For the folks not familiar with Data Vault – google it, read one of my articles (e.g Download Damhof_DBM0508_ENG) or go to http://danlinstedt.com/ .
- Raw school; this school of thought makes a distinction between a raw data vault and a "business" data vault. The raw part is a copy of the source where entities are basically split up in a Hub, Satellite or Link construct. The structure is derived (nearly 100%) from the source structure and no integration is yet achieved. The rules for determining the target types are pretty fixed and can therefor be automated. Of course the associate loading scripts can be generated. This is a pretty straightforward structure transformation. One can argue whether or not this is some kind of persistant or historical staging environment. The "business" data vault (I do not like this terminology - but to distinguish it from its raw brother I use it here) is where the business rules are executed, where integration is achieved and where the result is stored. This part of the data logistic is typically a value-transformation and not so much a structure transformation.This school advocates that making datamarts is again a structural transformation (which can be automated, business rules ae already executed) to star- or snowflakes.

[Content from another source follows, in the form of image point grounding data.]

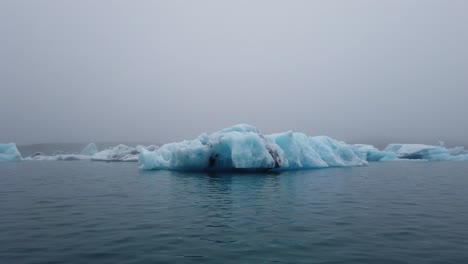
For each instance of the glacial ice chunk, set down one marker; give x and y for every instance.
(371, 153)
(59, 157)
(427, 152)
(9, 152)
(89, 150)
(244, 147)
(118, 153)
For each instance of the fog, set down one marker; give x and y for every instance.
(162, 71)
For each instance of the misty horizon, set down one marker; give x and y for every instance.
(164, 71)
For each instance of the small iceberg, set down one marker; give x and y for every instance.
(89, 150)
(427, 152)
(371, 153)
(244, 147)
(9, 152)
(117, 153)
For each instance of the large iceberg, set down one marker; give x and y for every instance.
(244, 147)
(9, 152)
(427, 152)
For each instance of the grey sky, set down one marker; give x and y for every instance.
(160, 71)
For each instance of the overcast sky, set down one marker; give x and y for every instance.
(162, 71)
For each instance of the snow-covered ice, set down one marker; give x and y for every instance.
(117, 153)
(427, 152)
(244, 147)
(90, 149)
(9, 152)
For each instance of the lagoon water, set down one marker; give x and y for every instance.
(92, 212)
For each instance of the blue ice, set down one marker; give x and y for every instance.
(244, 147)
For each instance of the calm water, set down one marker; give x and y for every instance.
(85, 212)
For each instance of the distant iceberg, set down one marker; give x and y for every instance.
(9, 152)
(59, 157)
(371, 153)
(90, 149)
(244, 147)
(117, 153)
(427, 152)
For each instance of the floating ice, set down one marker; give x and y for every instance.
(61, 157)
(117, 153)
(90, 149)
(371, 153)
(9, 152)
(427, 152)
(243, 147)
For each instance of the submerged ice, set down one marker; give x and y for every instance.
(244, 147)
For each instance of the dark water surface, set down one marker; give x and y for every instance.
(90, 212)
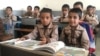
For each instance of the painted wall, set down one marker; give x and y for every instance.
(57, 4)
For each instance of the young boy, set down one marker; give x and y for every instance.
(75, 35)
(80, 6)
(36, 12)
(8, 21)
(90, 17)
(64, 16)
(46, 31)
(29, 12)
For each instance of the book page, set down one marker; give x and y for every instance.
(72, 51)
(53, 45)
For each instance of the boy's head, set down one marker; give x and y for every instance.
(36, 9)
(65, 9)
(9, 10)
(46, 16)
(90, 9)
(29, 8)
(78, 5)
(74, 16)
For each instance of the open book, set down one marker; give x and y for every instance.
(58, 48)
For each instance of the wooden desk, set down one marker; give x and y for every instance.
(10, 50)
(24, 30)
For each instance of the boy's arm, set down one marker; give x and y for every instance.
(85, 40)
(54, 35)
(31, 35)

- Classic school; this school of thought advocates a strategy where the Data Vault model is designed according to a mix of the conceptual data model of an organization and the structure of its business transaction systems.Going into te Data Vault there is a light integration of data on the main business entities of the organization (based preferably on the conceptual data model). Designing the Data Vault data model is a creative process, loading the model can be generated. Business rules are executed going into the datamarts/downstream to the enduser. The later is a structural and a value transformation. This school of thought resembles the ideas of Dan Linstedt’s original methodology the closest.
- Mixed school; this school follows the classic school by designing a Data Vault model based on both the conceptual data model of the organization and the structure of its business transaction systems. It does however modularize the downstream business rules execution. The main differentiator for modularizing is maintenance, re-usability and auditability. When business rules are considered to be generic it might be wise to only develop it once and execute it many times. It might also be wise to audit the changes of the outcome of business rules over time. The staging out drafted in the figure below is modelled Data Vault style.

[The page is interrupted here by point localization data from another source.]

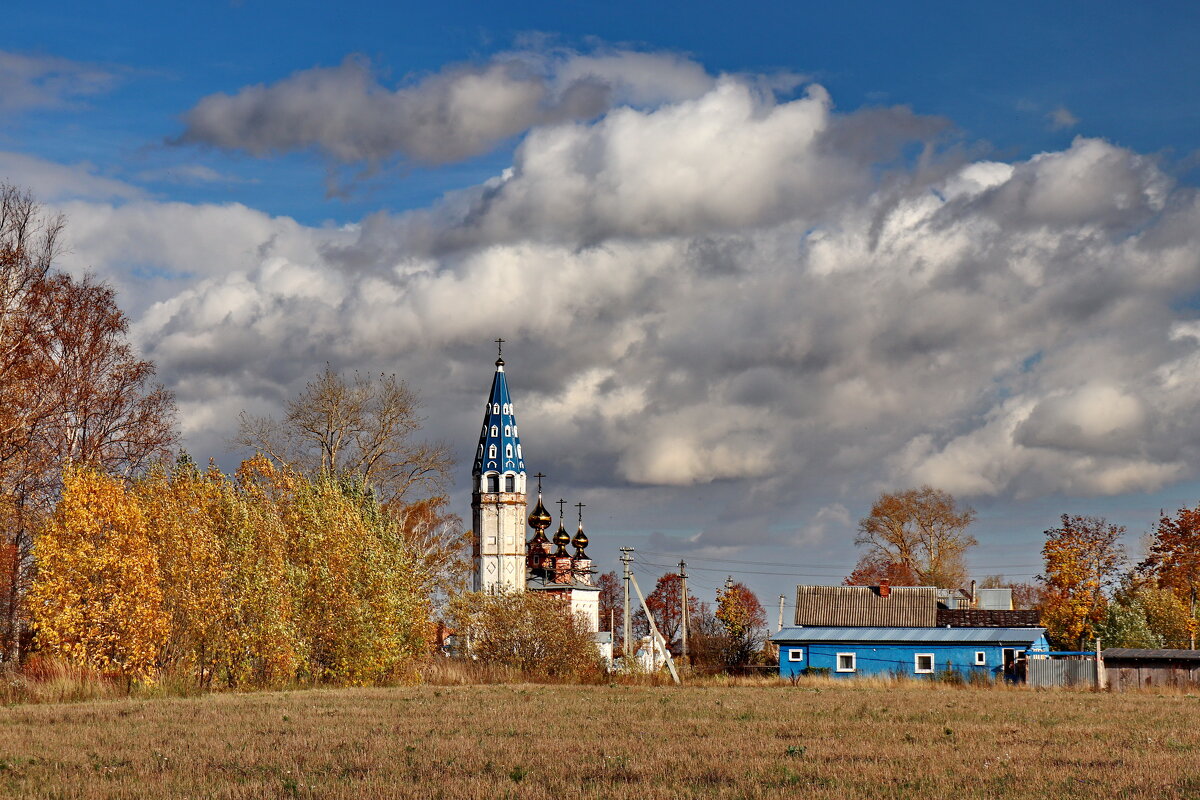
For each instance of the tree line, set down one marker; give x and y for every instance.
(321, 559)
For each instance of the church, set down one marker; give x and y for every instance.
(504, 559)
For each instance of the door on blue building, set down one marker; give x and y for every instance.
(1009, 663)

Just to separate between logical and technical architecture, especially with regard for the datamarts this is important. Datamarts for example can be cubes, virtual, pushed in memory or whatever.
In my next blog I will deliberate on the implications of these 'schools' regarding data logistics and the 'let's generate it all" lobby....;-)
***update***
The term Raw Data Vault as used in this post should be translated to Staging Vault. Conform a blog postI wrote with Dan Linstedt regarding terminology.